A vitória de Lula vem somar um triunfo no ressurgimento da Esquerda na América Latina, depois da eleição recente de líderes com o mesmo posicionamento no espetro político na Argentina, Colômbia, Peru, Bolívia e Chile.
O presidente Marcelo Rebelo de Sousa apressou-se a felicitar o novo chefe de Estado eleito, com a certeza de que o mandato "corresponderá a um período promissor nas relações fraternais entre os povos brasileiro e português e por isso também entre os dois estados".
Para trás ficam quatro anos de presidência de Jair Bolsonaro, o primeiro a perder uma reeleição - e que poderá ainda rejeitar os resultados do escrutínio -, que deixa uma administração marcada por uma postura incendiária, que em muitos momentos desafiou as instituições democráticas, nomeadamente na desastrosa gestão da crise pandémica, que resultou na morte de quase 700 mil brasileiros.
Cinco desafios
Economia O atual cenário económico no Brasil é uma das grandes dificuldades que Lula terá de defrontar, uma vez que o país se encontra mergulhado numa espiral de estagflação (recessão associada a inflação alta) sem fim à vista.
Fome Uma estimativa da Rede Brasileira de Pesquisa em Soberania e Segurança Alimentar e Nutricional indicou, no início deste ano, que 33,1 milhões de pessoas estavam a passar fome no Brasil, um aumento drástico em relação a 2020, quando uma pesquisa mostrou que 19 milhões de brasileiros se encontravam nesta situação.

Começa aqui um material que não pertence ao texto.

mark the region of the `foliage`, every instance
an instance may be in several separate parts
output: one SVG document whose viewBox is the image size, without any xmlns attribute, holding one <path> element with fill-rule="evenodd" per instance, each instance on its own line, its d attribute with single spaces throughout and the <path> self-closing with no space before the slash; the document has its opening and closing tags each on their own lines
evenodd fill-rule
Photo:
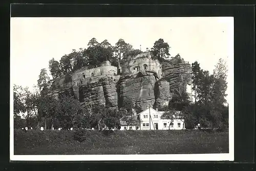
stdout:
<svg viewBox="0 0 256 171">
<path fill-rule="evenodd" d="M 180 94 L 174 94 L 172 100 L 169 102 L 169 109 L 175 109 L 178 111 L 182 111 L 184 108 L 189 105 L 188 95 L 186 92 L 182 91 Z"/>
<path fill-rule="evenodd" d="M 21 86 L 14 85 L 13 86 L 13 112 L 14 115 L 26 112 L 26 107 L 24 103 L 23 88 Z"/>
<path fill-rule="evenodd" d="M 40 71 L 39 75 L 39 79 L 37 80 L 37 85 L 40 90 L 42 87 L 48 87 L 49 85 L 50 77 L 47 74 L 47 71 L 46 68 L 42 68 Z"/>
<path fill-rule="evenodd" d="M 22 118 L 19 115 L 14 115 L 13 117 L 13 125 L 14 129 L 25 128 L 26 126 L 26 120 Z"/>
<path fill-rule="evenodd" d="M 168 58 L 169 46 L 167 42 L 165 42 L 163 39 L 160 38 L 155 42 L 154 46 L 151 48 L 154 54 L 159 57 L 159 59 L 161 58 Z"/>
<path fill-rule="evenodd" d="M 61 72 L 59 62 L 52 58 L 49 61 L 49 68 L 53 80 L 60 78 Z"/>
<path fill-rule="evenodd" d="M 131 51 L 133 48 L 133 46 L 129 43 L 126 43 L 122 39 L 120 39 L 116 43 L 115 47 L 115 53 L 117 56 L 119 58 L 120 61 L 123 54 Z"/>
</svg>

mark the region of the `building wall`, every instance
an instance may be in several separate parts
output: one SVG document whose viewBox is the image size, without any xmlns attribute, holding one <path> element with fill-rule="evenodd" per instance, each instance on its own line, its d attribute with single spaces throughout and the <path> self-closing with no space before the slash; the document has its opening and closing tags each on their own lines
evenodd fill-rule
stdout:
<svg viewBox="0 0 256 171">
<path fill-rule="evenodd" d="M 160 112 L 161 113 L 163 113 L 163 112 Z M 170 126 L 171 127 L 170 128 L 170 130 L 182 130 L 182 127 L 183 125 L 184 124 L 184 122 L 182 121 L 184 121 L 183 119 L 176 119 L 174 120 L 173 121 L 173 126 L 172 127 L 171 126 L 170 126 L 170 120 L 169 119 L 161 119 L 161 115 L 162 115 L 162 113 L 159 113 L 156 110 L 151 108 L 150 109 L 150 115 L 151 115 L 151 118 L 150 120 L 150 115 L 149 115 L 149 110 L 148 109 L 144 111 L 144 112 L 142 112 L 140 114 L 140 117 L 141 119 L 141 122 L 140 124 L 140 130 L 153 130 L 154 129 L 154 124 L 155 123 L 157 123 L 158 124 L 158 130 L 168 130 L 169 129 L 169 126 Z M 144 118 L 144 115 L 145 116 L 146 118 Z M 156 116 L 155 116 L 155 115 Z M 147 117 L 146 116 L 147 116 Z M 153 124 L 152 123 L 153 123 Z M 165 127 L 164 124 L 166 123 L 166 127 Z M 179 123 L 180 127 L 179 127 L 178 123 Z M 145 126 L 143 126 L 143 124 L 145 124 Z M 147 126 L 147 124 L 148 124 L 148 126 Z M 184 128 L 185 129 L 185 125 L 184 126 Z M 155 128 L 156 129 L 156 128 Z"/>
<path fill-rule="evenodd" d="M 130 127 L 131 127 L 130 125 L 128 126 L 127 125 L 121 125 L 121 128 L 120 129 L 120 130 L 125 130 L 125 129 L 124 129 L 124 128 L 125 127 L 126 130 L 129 130 Z M 132 127 L 132 130 L 136 130 L 136 126 L 133 126 Z M 140 130 L 139 127 L 139 129 L 138 130 Z"/>
<path fill-rule="evenodd" d="M 134 58 L 124 62 L 121 65 L 122 74 L 126 76 L 138 73 L 140 71 L 153 71 L 157 73 L 159 79 L 162 77 L 162 66 L 158 60 L 153 60 L 150 52 L 138 54 Z M 144 69 L 144 65 L 146 65 Z M 137 67 L 139 67 L 139 70 Z"/>
</svg>

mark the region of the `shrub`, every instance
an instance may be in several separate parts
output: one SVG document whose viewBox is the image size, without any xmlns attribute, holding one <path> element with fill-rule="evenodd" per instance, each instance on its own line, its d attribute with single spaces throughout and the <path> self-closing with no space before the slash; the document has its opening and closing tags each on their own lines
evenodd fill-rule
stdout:
<svg viewBox="0 0 256 171">
<path fill-rule="evenodd" d="M 74 132 L 74 139 L 80 142 L 84 141 L 89 137 L 89 134 L 88 130 L 79 129 Z"/>
</svg>

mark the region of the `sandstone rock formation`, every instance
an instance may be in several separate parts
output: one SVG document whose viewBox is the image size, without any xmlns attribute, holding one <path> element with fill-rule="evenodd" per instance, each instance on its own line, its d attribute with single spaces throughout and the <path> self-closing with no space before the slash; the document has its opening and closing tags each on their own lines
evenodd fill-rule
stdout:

Violência O Brasil é um dos países com a maior taxa absoluta de homicídios do Mundo, mas, segundo o Instituto de Pesquisa Económica Aplicada, os números relativos a este crime têm descido nos últimos anos. De acordo com um levantamento feito pelo portal G1, nos primeiros seis meses de 2022, foram registados cerca de 20 mil homicídios.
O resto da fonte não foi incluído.